Last week, Electric Ireland and UCD hosted the latest in their Business Breakfast series, where a panel of experts spoke of the challenges and opportunities facing businesses as they adapt to the circular economy
This year’s event, which marked 20 years of Electric Ireland and UCD collaborating, heard from circular economy expert Mike Higgins, a circular economy commercialisation specialist; Kevin O’Connor, a Professor of Microbiology and Biotechnology at UCD; and Joanne O’Rourke, Resource Efficiency Officer at Dublin City Council.
Discussing the opportunities presented by the transition to a circular economy, Mike Higgins highlighted the need for a change in mindset by businesses and consumers. Higgins noted that there needs to be a move away from the mentality that ‘old’ and ‘used’ products were automatically deemed inferior, and instead, towards a growth in the repurposing and recovery industry. He identified the challenges in balancing globalisation with the need for regionalised supply-chains, and a move away from over-production.
Adding to the idea of circularity as an emerging theme in the industry, Professor Kevin O’Connor, pointed to the fact that companies are still at an early phase in adapting to more circular business models, but that there was opportunity out there for companies to become leaders in the space.
Professor O’Connor spoke of his involvement in a carbon neutral dairy farm in Co. Cork and highlighted the important role of the bioeconomy in a circular economy. Professor O’Connor also stressed the importance of eliminating food waste - something that provided both social and commercial opportunities for businesses moving forward.
Speaking on her work with Dublin City Council, Joanne O’Rourke noted the important role that the circular economy played in the upcoming Dublin regional economic plan. Ms O’Rourke highlighted plans by Dublin City Council to introduce a circular economy hub to provide businesses with the information needed to transition to more circular business models. Ms O’Rourke also noted that change was now not only being led by business requirements, but also by a more sustainably conscious consumer base, representing a generational change in attitudes towards sustainability.
At the event, Chief Executive of ESB, Paddy Hayes, emphasised the role of the circular economy in the ESB strategy moving forward.

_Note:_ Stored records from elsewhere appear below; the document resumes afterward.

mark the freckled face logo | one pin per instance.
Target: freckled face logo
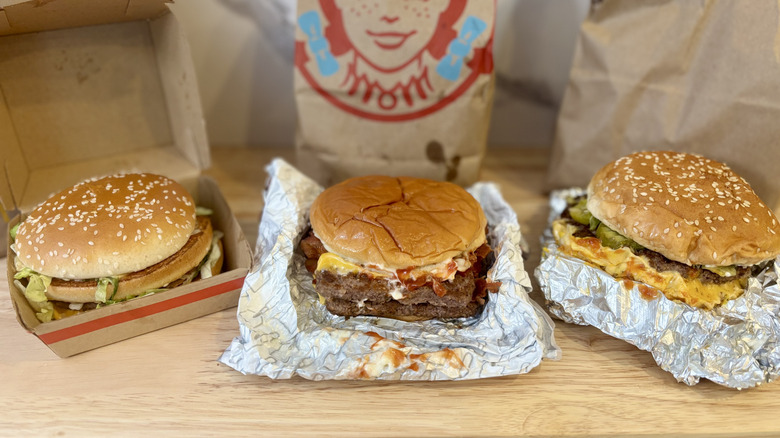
(391, 60)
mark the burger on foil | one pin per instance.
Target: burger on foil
(110, 239)
(403, 248)
(680, 223)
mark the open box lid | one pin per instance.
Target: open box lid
(93, 87)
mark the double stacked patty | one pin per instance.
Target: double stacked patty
(364, 294)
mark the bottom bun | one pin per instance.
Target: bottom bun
(135, 283)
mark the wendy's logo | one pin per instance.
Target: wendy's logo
(392, 60)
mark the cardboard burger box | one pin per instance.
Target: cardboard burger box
(90, 87)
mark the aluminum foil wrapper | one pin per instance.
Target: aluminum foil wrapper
(285, 331)
(735, 345)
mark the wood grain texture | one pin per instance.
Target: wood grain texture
(169, 383)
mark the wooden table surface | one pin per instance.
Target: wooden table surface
(169, 381)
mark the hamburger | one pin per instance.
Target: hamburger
(110, 239)
(404, 248)
(680, 223)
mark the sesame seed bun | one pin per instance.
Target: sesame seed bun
(138, 282)
(686, 207)
(107, 227)
(396, 223)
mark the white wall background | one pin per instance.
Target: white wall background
(243, 51)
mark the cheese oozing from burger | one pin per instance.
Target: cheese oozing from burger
(681, 223)
(623, 263)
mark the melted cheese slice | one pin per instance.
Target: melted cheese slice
(622, 263)
(442, 271)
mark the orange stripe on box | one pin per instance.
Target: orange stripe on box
(141, 312)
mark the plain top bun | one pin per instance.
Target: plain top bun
(107, 226)
(397, 223)
(688, 208)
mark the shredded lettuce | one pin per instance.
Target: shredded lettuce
(37, 284)
(35, 292)
(13, 232)
(213, 257)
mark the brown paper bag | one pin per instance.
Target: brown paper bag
(393, 87)
(694, 76)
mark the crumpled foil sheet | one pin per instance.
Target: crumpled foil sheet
(285, 331)
(735, 345)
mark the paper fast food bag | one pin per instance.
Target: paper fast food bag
(393, 87)
(693, 76)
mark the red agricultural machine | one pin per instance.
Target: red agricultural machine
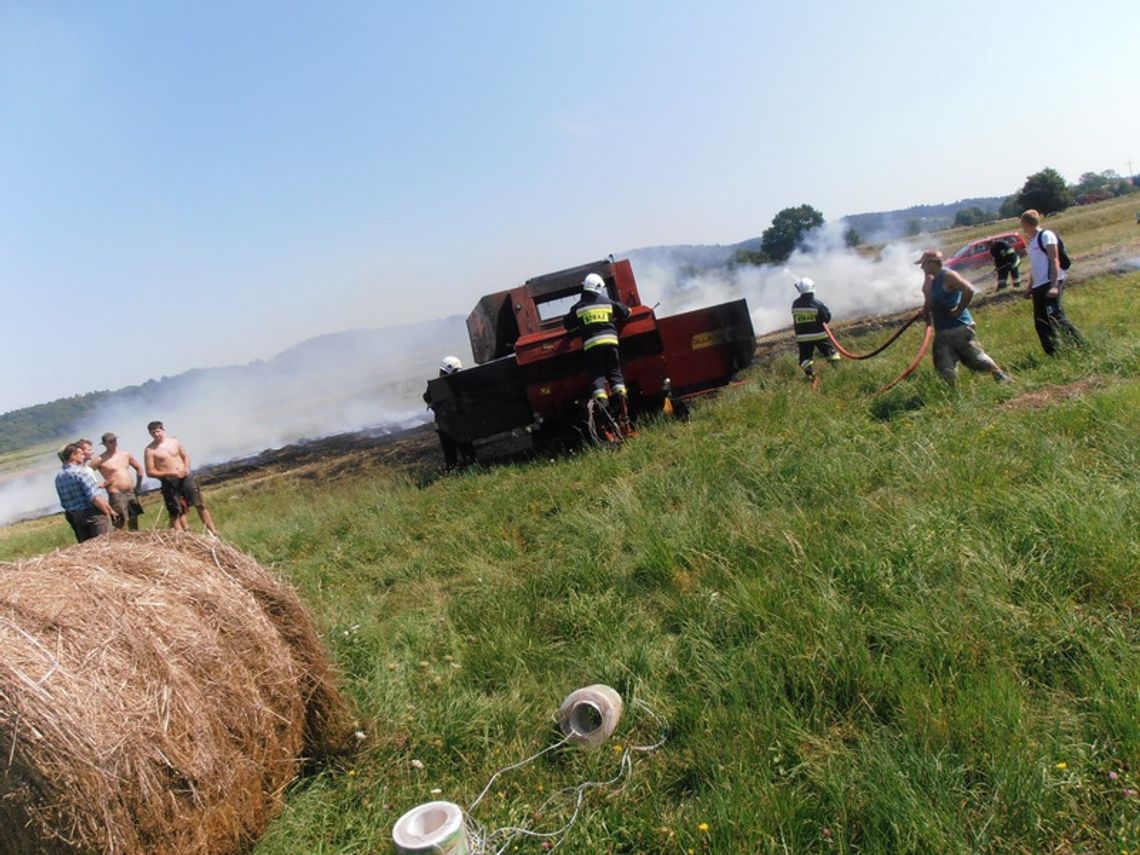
(529, 387)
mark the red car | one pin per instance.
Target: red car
(977, 253)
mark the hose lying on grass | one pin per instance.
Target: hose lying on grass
(157, 692)
(878, 350)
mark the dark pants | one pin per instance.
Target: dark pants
(89, 522)
(1007, 271)
(127, 505)
(806, 348)
(1050, 322)
(602, 364)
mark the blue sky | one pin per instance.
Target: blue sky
(187, 185)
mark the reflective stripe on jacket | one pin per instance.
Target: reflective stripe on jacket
(596, 318)
(808, 316)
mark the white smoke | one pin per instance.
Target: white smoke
(363, 380)
(852, 284)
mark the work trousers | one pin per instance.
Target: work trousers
(1050, 322)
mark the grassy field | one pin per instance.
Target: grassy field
(895, 624)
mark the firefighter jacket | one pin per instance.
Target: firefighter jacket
(596, 318)
(808, 316)
(1003, 254)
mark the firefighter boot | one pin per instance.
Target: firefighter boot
(623, 418)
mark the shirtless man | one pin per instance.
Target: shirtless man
(168, 461)
(122, 490)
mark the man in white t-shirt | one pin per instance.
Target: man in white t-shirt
(1045, 284)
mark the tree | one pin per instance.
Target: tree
(750, 257)
(1010, 208)
(1044, 190)
(970, 217)
(788, 229)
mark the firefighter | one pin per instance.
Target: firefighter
(1006, 262)
(808, 316)
(448, 366)
(595, 317)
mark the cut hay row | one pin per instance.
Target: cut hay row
(157, 691)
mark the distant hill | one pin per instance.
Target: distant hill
(889, 225)
(328, 368)
(393, 359)
(878, 227)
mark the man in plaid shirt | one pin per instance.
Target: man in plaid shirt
(84, 503)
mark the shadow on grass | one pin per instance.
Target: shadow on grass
(888, 407)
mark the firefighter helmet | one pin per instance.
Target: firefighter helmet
(593, 283)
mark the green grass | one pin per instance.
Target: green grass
(896, 624)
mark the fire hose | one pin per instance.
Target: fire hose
(878, 350)
(914, 361)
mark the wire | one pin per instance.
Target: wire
(481, 841)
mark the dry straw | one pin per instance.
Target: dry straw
(157, 692)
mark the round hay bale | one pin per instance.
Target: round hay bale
(157, 692)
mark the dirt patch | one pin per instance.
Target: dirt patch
(1042, 398)
(414, 452)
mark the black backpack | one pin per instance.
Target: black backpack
(1063, 258)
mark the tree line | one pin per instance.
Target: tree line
(47, 422)
(1045, 192)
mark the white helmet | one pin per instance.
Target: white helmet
(594, 284)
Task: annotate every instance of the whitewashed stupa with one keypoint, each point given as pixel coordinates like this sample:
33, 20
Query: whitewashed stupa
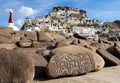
10, 21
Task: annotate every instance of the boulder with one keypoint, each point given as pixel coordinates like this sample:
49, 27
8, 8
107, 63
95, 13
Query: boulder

“At its heart, the circular economy is about collective action and responsibility – doing what we can across all strands of society to make a difference. Earlier this year ESB announced a transformative drive to achieve net-zero by 2040 and to put in place the infrastructure and services to enable customers to do likewise. As part of this new strategy, we are focusing our efforts on the areas where we can make the biggest impact – creating and connecting sustainable, reliable, affordable electricity – and supporting the customers and communities we serve to achieve net zero”, Mr. Hayes told guests.
Mr Hayes also noted the importance of empowering younger generations to help drive this change, something reflected in Electric Ireland’s long-standing partnership with UCD which sees students from the school’s Smurfit Marketing Development Practice organise and host the business event with support from Electric Ireland.
“I have had the honour of meeting a number of the students from the latest programme who are hugely impressive and have such drive to balance their educational progress with gaining practical experience for their careers ahead. I look forward to seeing the contributions they will make to businesses in this crucial time of transformational change”, Mr. Hayes added.